Alquimia

16.06.2016

Por Diego Braude

 

En su nuevo microrrelato con fotografía, Braude habla del encuentro y el desencuentro entre l@s bailarines. Nos cuenta sobre la química de los cuerpos al bailar.

 

***

 

La música termina, la pareja se separa apenas suena el último chan. Se sonríen, se dan un abrazo, mascullan algo y cada uno sigue su camino hacia fuera de la pista. Apenas giran sobre sus talones, ambos se ponen serios; básicamente, ponen cara de culo. Se sientan, malhumorados, y toman un trago rápido de lo que sea que están tomando.

 

Otra pareja sale a bailar. Comienza la tanda. No se mueven. Se acomodan en el abrazo. Respiran. Los hombros se relajan. Hay algo ahí que se expande, de a poco, de a poquito, intangible. La energía atraviesa el cuerpo de ambos. El primer paso se preanuncia, viaja, finalmente produce el movimiento. En determinado momento del tema, alguno de los dos hace algo inesperado o propone una figura distinta, y ambos sonríen, las mejillas tocándose.

El tango, como la vida, está lleno de porrazos, expectativas, frustraciones, aprendizajes y química… o alquimia. Está lleno de ocasiones donde uno baila con aquella mushasha con la que anhelaba bailar, sólo para descubrir que no pegan ni con cola; o es el abrazo, o la musicalidad, o la ausencia, o el peso para danzar, o la forma de comunicarse con el cuerpo, o todo junto. También está lleno de primeras hermosas impresiones que se desgastan rápidamente, para dejar paso al no querer bailar más con esa persona. En estos casos, a veces es el agotamiento, la sensación de ya haber explorado todo; a veces, es darse cuenta de todo lo que no gusta del otro; a veces, son cambios imperceptibles en alguno de los dos – o en los dos – que hacen que la conexión se disuelva. Es moneda corriente ver a quienes antes se buscaban y ahora se esquivan, o la decepción al descubrirse eludido por el otro. Puede que no se entienda qué es lo que ocurrió, o que sencillamente de soberanamente por las pelotas la situación o la actitud del otro.

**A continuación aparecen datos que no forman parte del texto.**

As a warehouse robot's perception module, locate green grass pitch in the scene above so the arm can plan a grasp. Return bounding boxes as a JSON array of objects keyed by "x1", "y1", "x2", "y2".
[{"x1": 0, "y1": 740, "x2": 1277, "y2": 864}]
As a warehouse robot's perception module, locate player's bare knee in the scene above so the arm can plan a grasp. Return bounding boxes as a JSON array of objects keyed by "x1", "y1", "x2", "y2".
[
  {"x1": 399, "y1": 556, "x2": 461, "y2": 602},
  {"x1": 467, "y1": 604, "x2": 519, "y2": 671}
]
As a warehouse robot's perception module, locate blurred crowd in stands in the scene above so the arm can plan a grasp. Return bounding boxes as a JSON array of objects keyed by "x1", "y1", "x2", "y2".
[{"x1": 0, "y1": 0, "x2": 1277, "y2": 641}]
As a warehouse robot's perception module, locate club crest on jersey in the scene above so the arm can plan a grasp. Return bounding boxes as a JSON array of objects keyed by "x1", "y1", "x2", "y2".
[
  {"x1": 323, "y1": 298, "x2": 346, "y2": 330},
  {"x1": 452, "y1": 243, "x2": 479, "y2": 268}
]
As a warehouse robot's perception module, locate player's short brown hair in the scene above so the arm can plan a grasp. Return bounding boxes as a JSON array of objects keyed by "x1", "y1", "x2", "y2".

Lo mismo que en la vida fuera de la milonga (eso extraño que toma lugar durante el día), ocurre asiduamente que esos dos que parecerían encajar perfecto, los ponés juntos y no andan. No se encuentran, no se hallan; pueden moverse juntos, comprenderse, hasta verse bonitos, pero no bailan. O la energía de uno no se complementa con la del otro, bien porque chocan, sea porque se distancian. Está lleno de gentes con las cuales pasarla bien para un baile ocasional, pero son pocos los que encastran en serio el uno en el otro.

Diez segundos, más o menos, de un abrazo potable generan dopamina y el cuerpo siente placer. Muchos milonguean todas las noches buscando su dosis diaria de apretón, porque te hace sentir menos solo y el cuerpo siente que lo han abrazado. No obstante, estar con el otro es más que diez segundos de un lindo apretón.

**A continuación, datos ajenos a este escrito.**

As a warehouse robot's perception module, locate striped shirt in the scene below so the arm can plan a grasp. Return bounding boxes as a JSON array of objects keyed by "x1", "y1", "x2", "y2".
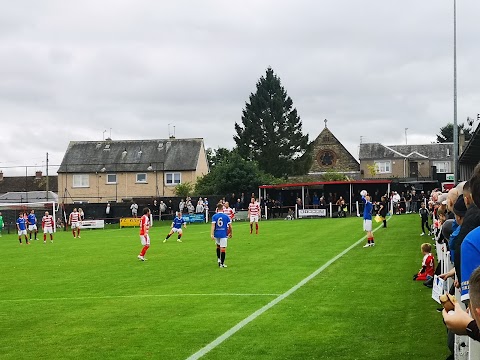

Cuando esa rareza se da, los músculos de uno adivinan los del otro, la propuesta que sigue se anticipa y velocidad, tensión, respiración, pausa, todo está en sincro; se dialoga sin hablar. Le pasa a los que recién empiezan y le pasa a los profesionales.

Ese viaje, ese volar de a dos sin embargo, así como empieza, también puede terminarse. Las certezas no existen.

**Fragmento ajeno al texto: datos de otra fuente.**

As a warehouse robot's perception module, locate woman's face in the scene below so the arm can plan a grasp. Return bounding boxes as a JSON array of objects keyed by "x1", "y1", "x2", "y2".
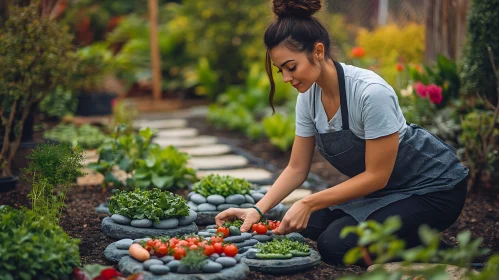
[{"x1": 269, "y1": 45, "x2": 321, "y2": 93}]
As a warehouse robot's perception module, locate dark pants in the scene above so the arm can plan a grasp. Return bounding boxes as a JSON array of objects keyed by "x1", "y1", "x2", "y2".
[{"x1": 301, "y1": 179, "x2": 466, "y2": 265}]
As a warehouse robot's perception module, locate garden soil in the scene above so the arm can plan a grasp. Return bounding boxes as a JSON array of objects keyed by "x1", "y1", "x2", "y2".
[{"x1": 0, "y1": 118, "x2": 499, "y2": 280}]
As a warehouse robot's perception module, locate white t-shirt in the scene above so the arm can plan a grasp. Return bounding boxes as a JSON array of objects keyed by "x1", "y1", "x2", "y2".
[{"x1": 295, "y1": 63, "x2": 407, "y2": 142}]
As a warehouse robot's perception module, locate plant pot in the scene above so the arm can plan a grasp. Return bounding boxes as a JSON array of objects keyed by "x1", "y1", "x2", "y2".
[
  {"x1": 76, "y1": 92, "x2": 117, "y2": 116},
  {"x1": 0, "y1": 176, "x2": 19, "y2": 192}
]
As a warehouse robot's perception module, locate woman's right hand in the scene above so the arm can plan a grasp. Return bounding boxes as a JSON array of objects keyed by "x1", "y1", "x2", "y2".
[{"x1": 215, "y1": 208, "x2": 260, "y2": 232}]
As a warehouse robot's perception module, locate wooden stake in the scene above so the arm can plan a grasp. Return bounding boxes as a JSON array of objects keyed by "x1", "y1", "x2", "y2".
[{"x1": 148, "y1": 0, "x2": 161, "y2": 101}]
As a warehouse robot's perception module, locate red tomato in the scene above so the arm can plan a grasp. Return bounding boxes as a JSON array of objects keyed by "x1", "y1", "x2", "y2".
[
  {"x1": 173, "y1": 247, "x2": 186, "y2": 260},
  {"x1": 217, "y1": 227, "x2": 230, "y2": 237},
  {"x1": 203, "y1": 245, "x2": 215, "y2": 257},
  {"x1": 213, "y1": 243, "x2": 224, "y2": 254},
  {"x1": 224, "y1": 244, "x2": 239, "y2": 257}
]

En la pista, al lado de la pareja que baila sonriente, los caracúlicos vuelven a encontrarse para una nueva tanda. Se miran con desconfianza. Él extiende su mano, invitándola a abrazarse. Ella lo mira, mira la mano, le pone suspenso… lo vuelve a mirar, se encoje de hombros, le saca la lengua, ríe, toma su mano y lo abraza fuerte. Comienza la tanda.